No characteristic of MEMS devices sets them apart from integrated circuits (ICs) more clearly than their sensitivity to surface contamination. An IC wafer leaves the foundry passivated for normal environmental exposure; a MEMS wafer does not. As a result, standard back-end processing steps (dicing, pick and place, die attach, wire bonding/bumping, and packaging) commonly used for ICs cannot be used for MEMS.
MEMS require special handling at every step, and typically require special packaging. Despite these special precautions, contamination effects cause yield loss throughout the backend. Special handling, special packaging, and yield loss combine to dominate the cost of MEMS devices. When this is lumped together under “packaging,” it is common for packaging to account for 80% or more of the cost of a MEMS device. This has been a key roadblock to the growth of MEMS markets.
New technologies, including a bonding process developed by Ziptronix, have changed this by providing room temperature, wafer scale, hermetic encapsulation to protect the MEMS wafer before surface contamination from back-end processing can occur. An encapsulated wafer is shown in Photo 1. The application shown is for an optical device; thus the cavities can be seen through the transparent cover.
A Multidimensional Problem
Given the huge range of MEMS applications (accelerometers, RF switches, optical mirror arrays, etc.) contamination covers a range of issues. Consider an RF switch (Photo 2); when open, the contacts are 300 nm apart. Any particle lodged in this space will obviously be a problem. In addition, to achieve long-term reliability, leading manufacturers such as Radiant Technologies use proprietary coatings on the contacts. Chemical contamination of these surfaces can alter the electrical characteristics of the switch and shorten service life. Water vapor or other species with high surface tension can cause stiction effects.
For reliability, the device must be isolated in a hermetic package. When the device is isolated is a key question. Often the damage is done before packaging. Also, while hermeticity specifications are defined in terms of leakage in and out of a “sealed” cavity, the issue is more complex. A robust contamination solution must also stop permeation, which occurs when contaminants diffuse through the seal over time and outgassing where materials internal to the hermetic cavity (such as polymers or epoxies) release trace quantities of gases or vapors which contaminate active surfaces of the device.

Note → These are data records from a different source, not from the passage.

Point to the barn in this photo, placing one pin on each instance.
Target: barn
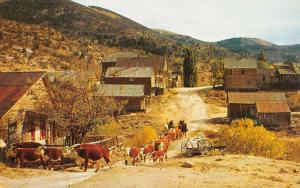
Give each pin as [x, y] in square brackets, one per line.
[133, 95]
[267, 108]
[132, 76]
[240, 74]
[110, 60]
[158, 64]
[21, 95]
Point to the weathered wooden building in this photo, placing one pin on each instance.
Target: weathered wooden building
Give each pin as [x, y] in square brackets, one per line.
[132, 76]
[266, 79]
[133, 95]
[289, 77]
[158, 64]
[240, 74]
[21, 96]
[268, 108]
[110, 60]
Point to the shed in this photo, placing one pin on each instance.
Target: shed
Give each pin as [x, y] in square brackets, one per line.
[268, 108]
[110, 60]
[133, 95]
[240, 74]
[131, 76]
[21, 92]
[158, 64]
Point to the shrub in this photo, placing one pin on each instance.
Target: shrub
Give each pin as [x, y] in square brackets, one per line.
[144, 136]
[112, 128]
[242, 137]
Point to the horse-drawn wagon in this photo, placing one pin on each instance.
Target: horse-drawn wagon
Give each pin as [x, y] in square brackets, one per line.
[198, 146]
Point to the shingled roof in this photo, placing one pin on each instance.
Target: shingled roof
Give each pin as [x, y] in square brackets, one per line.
[256, 97]
[157, 63]
[133, 72]
[240, 63]
[272, 107]
[113, 90]
[13, 86]
[113, 57]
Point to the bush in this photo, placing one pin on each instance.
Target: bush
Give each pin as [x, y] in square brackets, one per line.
[144, 136]
[110, 129]
[242, 137]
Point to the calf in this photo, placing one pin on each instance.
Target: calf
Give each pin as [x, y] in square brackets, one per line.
[134, 153]
[147, 150]
[31, 155]
[94, 153]
[54, 155]
[159, 155]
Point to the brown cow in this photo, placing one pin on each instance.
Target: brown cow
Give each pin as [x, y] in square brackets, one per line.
[31, 155]
[94, 153]
[147, 150]
[54, 155]
[134, 153]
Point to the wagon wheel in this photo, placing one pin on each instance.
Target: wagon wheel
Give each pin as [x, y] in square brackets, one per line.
[204, 146]
[186, 151]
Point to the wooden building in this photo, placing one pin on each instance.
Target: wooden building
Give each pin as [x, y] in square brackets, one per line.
[266, 79]
[268, 108]
[132, 76]
[289, 77]
[158, 64]
[21, 96]
[240, 74]
[110, 60]
[133, 95]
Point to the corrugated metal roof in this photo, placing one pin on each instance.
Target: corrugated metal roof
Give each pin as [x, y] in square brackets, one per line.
[256, 97]
[240, 63]
[266, 71]
[286, 71]
[113, 57]
[157, 63]
[272, 107]
[113, 90]
[13, 85]
[133, 72]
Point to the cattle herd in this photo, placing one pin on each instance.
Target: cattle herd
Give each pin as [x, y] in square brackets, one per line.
[37, 154]
[155, 151]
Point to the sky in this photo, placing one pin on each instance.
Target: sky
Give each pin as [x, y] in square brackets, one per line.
[277, 21]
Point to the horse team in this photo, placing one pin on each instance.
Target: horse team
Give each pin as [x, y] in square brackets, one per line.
[157, 150]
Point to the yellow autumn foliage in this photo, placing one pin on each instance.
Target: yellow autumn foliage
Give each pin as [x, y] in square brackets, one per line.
[144, 136]
[242, 137]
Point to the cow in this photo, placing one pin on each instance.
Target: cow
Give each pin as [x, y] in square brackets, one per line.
[94, 153]
[54, 155]
[134, 153]
[147, 151]
[159, 155]
[29, 155]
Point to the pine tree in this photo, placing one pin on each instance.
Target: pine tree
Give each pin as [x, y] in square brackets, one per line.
[189, 69]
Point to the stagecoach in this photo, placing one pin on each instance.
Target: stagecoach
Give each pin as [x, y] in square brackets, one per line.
[198, 146]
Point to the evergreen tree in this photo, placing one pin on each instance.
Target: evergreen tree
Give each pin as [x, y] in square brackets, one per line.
[189, 69]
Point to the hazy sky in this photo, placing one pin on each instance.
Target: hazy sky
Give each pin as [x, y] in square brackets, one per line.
[277, 21]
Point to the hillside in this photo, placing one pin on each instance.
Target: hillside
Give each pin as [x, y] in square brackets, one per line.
[253, 46]
[22, 48]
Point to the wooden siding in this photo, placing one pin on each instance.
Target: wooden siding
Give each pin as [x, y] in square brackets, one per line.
[134, 103]
[234, 80]
[16, 115]
[147, 82]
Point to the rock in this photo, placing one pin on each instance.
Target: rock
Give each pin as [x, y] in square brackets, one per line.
[188, 164]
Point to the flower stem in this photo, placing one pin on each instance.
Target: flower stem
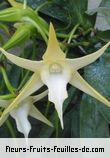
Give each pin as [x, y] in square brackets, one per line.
[47, 108]
[7, 82]
[71, 35]
[10, 129]
[56, 124]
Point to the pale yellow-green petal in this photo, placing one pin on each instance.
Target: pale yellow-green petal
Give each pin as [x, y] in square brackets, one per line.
[78, 82]
[4, 103]
[53, 51]
[86, 60]
[35, 113]
[40, 96]
[24, 63]
[34, 84]
[3, 119]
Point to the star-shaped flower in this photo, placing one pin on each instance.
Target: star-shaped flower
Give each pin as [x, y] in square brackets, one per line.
[21, 112]
[55, 71]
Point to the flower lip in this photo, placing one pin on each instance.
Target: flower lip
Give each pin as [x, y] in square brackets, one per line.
[55, 68]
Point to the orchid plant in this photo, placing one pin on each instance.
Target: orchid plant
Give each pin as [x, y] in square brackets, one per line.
[55, 71]
[21, 112]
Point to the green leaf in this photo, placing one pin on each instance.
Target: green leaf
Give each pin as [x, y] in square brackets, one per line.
[95, 116]
[68, 11]
[104, 9]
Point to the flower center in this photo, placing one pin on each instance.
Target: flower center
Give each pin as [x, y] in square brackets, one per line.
[55, 68]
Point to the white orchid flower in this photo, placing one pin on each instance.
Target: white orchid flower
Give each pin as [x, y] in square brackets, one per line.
[56, 71]
[22, 111]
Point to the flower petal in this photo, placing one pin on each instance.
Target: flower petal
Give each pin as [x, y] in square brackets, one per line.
[53, 51]
[34, 84]
[88, 59]
[56, 83]
[4, 103]
[20, 115]
[24, 63]
[3, 119]
[34, 112]
[78, 82]
[40, 96]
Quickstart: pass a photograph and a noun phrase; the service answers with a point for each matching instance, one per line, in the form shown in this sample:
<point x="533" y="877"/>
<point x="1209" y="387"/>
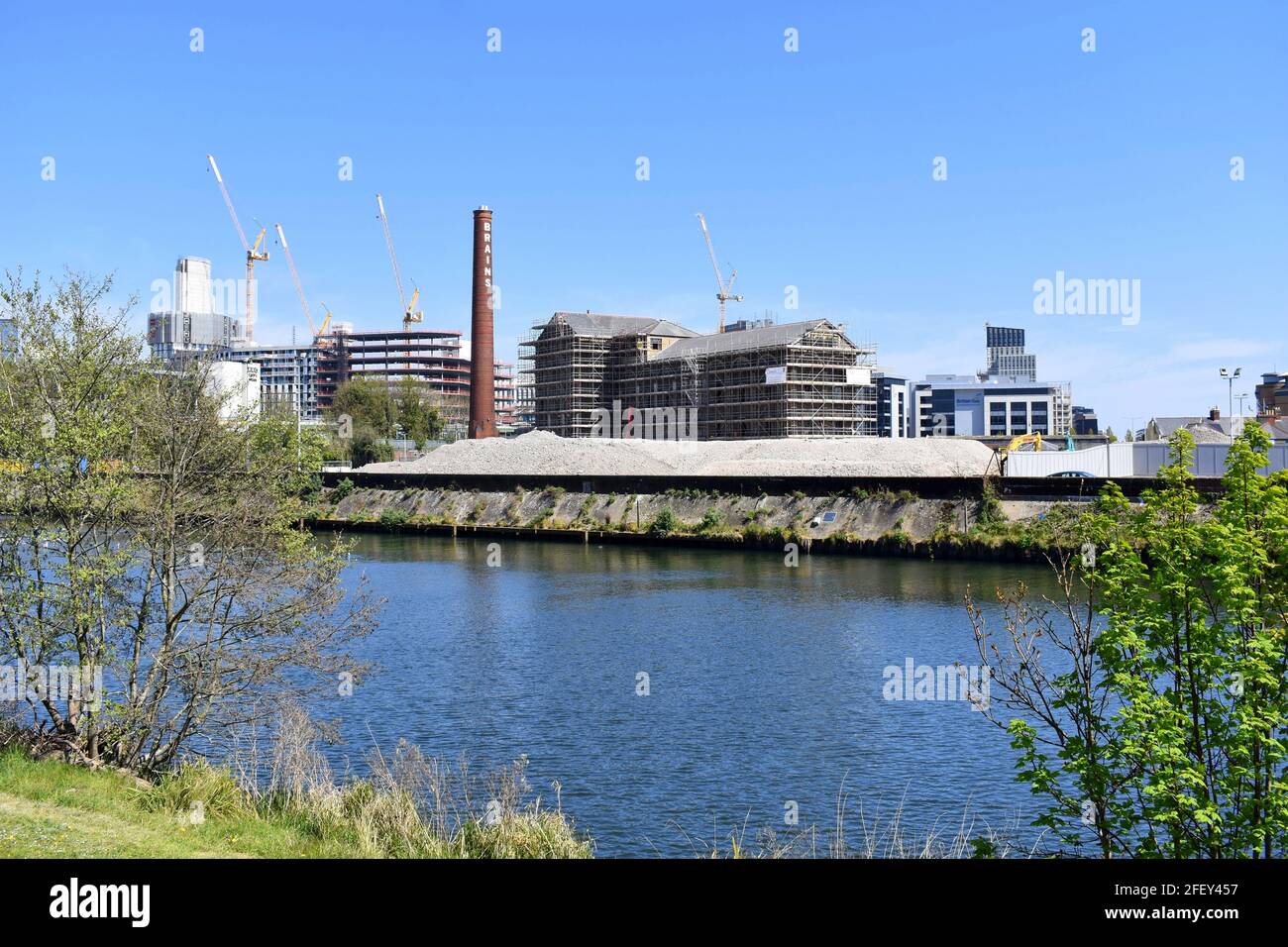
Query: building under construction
<point x="800" y="379"/>
<point x="434" y="357"/>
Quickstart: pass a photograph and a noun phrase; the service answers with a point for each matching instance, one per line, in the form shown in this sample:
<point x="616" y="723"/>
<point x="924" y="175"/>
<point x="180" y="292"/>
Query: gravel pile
<point x="545" y="454"/>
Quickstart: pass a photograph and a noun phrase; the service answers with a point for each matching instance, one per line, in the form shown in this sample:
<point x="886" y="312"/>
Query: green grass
<point x="52" y="809"/>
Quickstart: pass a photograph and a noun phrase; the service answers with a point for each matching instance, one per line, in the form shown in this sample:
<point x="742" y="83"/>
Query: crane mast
<point x="295" y="275"/>
<point x="724" y="289"/>
<point x="410" y="312"/>
<point x="253" y="252"/>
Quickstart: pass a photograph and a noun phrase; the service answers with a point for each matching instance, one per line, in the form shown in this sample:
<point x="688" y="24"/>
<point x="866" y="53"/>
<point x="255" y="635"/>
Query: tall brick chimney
<point x="482" y="361"/>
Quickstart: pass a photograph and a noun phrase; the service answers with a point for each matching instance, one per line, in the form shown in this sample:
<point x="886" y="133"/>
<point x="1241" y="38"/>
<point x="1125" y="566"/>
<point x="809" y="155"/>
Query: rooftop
<point x="606" y="325"/>
<point x="764" y="337"/>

The approach addresses all four issues:
* Direct contamination. The active device is placed in a hermetic cavity at wafer scale as an integral part of the MEMS foundry flow before any post foundry operations occur. Hermeticity is established at the earliest possible step of the manufacturing process.
*Leakage. The leakage standard set by the MIL STD 883E fine leak testing protocol is surpassed.
*Permeation. No materials such as polymers or epoxies known to allow long-term permeation are used. In fact, typically, no new materials are added. The cap used is normally a combination of Si and SiO2. It is applied to the MEMS wafer without adhesives or other bonding materials. Covalent bonding between prepared surfaces of conventional semiconductor process materials occurs without applied pressure, temperature, or electric field. Prepared materials are aligned and simply bond on contact. The menu of bondable materials is large and includes materials common to IC and MEMS processing, such as Si, SiO2, and Si3N4.
*Outgassing: Because the process takes place at wafer scale, the cavity formed can be arranged to include only the active MEMS device. Other materials used for die attach, bump preparation, or packaging are not included in the hermetic cavity. This is a large change from what is conventional today when all of these materials are in the package. With this approach, materials known to create outgassing effects are simply excluded from the hermetic cavity.
Implications
*Device design. MEMS designers have had to live with contamination effects. For example, trace surface contamination by water vapor can cause MEMS devices to stick. This sticking is often overcome by making the MEMS “return spring” stiffer. This, however, leads to excessive voltage requirements for actuation. Thus, while high performance ICs operate at less than 1.5 volts, MEMS operate at much higher voltages, often in excess of 10 volts. These voltages create a basic system incompatibility, especially for battery-powered products. Effective contamination control will enable more aggressive designs without sacrificing yield or reliability.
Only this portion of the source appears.